The differences between R5 and R6 bodies are slight. Both have the same chunkier build when comparing it to the original EOS R, but the R6 will have a top mode dial knob that allows you to switch between camera and still modes. In the same position on the R5, there's a top screen on which you can view the current settings of the camera.
In terms of the viewfinder, the R5 has a slight edge in dots at 5.76m and the R6 is 3.69. However, both feature an articulating screen and a new eyecup design that features a 119.88fps refresh rate, which is essential for tracking fast objects.
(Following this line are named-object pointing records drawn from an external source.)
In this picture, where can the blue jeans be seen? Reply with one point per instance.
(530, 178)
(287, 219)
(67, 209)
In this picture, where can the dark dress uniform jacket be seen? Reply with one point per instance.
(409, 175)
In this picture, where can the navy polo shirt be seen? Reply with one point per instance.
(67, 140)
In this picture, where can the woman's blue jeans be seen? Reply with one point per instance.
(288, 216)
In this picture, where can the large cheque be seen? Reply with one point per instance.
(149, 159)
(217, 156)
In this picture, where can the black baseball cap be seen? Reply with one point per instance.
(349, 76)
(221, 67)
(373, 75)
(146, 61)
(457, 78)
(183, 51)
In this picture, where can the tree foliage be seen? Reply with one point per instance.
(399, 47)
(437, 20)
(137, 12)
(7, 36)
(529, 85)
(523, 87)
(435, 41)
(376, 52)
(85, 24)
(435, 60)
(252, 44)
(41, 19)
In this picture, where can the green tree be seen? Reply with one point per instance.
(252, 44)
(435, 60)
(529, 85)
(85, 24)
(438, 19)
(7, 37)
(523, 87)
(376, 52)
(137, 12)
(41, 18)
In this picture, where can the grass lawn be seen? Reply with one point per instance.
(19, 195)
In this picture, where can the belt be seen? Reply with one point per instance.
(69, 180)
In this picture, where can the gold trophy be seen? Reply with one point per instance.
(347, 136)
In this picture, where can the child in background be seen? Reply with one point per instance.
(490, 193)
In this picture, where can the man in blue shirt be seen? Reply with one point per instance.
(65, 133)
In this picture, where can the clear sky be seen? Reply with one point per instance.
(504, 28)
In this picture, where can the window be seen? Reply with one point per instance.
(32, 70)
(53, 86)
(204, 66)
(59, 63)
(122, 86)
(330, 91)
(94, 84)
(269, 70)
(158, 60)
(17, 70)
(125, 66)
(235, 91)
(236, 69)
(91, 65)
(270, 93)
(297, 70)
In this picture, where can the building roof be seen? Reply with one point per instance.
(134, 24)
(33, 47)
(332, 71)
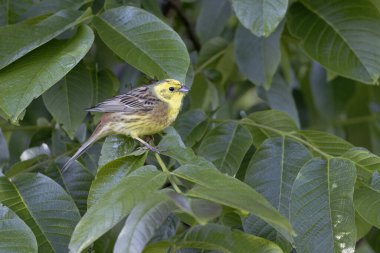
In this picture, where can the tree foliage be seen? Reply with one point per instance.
(275, 150)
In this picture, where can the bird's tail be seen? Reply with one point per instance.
(80, 151)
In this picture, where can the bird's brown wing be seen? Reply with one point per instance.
(140, 99)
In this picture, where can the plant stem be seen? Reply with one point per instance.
(167, 172)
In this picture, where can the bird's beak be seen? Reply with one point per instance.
(184, 89)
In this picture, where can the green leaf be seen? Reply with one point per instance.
(225, 146)
(212, 18)
(210, 52)
(321, 206)
(268, 124)
(144, 41)
(171, 145)
(42, 204)
(367, 166)
(336, 44)
(105, 86)
(68, 99)
(258, 57)
(367, 204)
(272, 172)
(35, 73)
(123, 197)
(52, 6)
(19, 39)
(201, 210)
(15, 235)
(191, 125)
(142, 222)
(279, 97)
(261, 17)
(223, 239)
(212, 185)
(114, 147)
(76, 180)
(111, 174)
(4, 152)
(325, 142)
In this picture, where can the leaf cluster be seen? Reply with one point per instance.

Both have Canon's new in-body image stabilization. When activated, depending on the mode, it will crop the full-frame sensor to 90% (On) or 70% (Enhanced). When paired with compatible RF or EF lenses, the IBIS will provide up to 8 stops of shake correction.
The R5 also has an advantage in mechanical shutter life. It's rated at 500,000 while the R6 is rated at 300,000. Weather sealing on the cameras are slightly different too, with the R5 receiving protection similar to the 5D series and the R6 getting 6D class weather sealing.
Both cameras have a DIGIC X image processor, but the 45-megapixel count on the R5 is more than double than the R6 at 20.1. The cameras also share a new autofocus system, mechanical and electronic shutters, and the ability to tune Canon color profiles, among other options.
However, the R5 is going to get you more in terms of an ISO range (100-51200) when compared to R6 (100-102400). A big change on the R5 is that, while shooting Canon Log, you can now set the ISO to Auto, which you couldn't do on the EOS R. And while the R5 does have its issues when it comes to shooting 8K, when it works, it works well.
If you're a dedicated 4K shooter, the R6 might be the better option. When shooting 4K on the R6, you will get a 5.5K downsampled image, and when comparing it to R5 footage in normal 4K mode, it's going to look better. But keep in mind you can still run into overheating on the R6 shooting certain frame rates.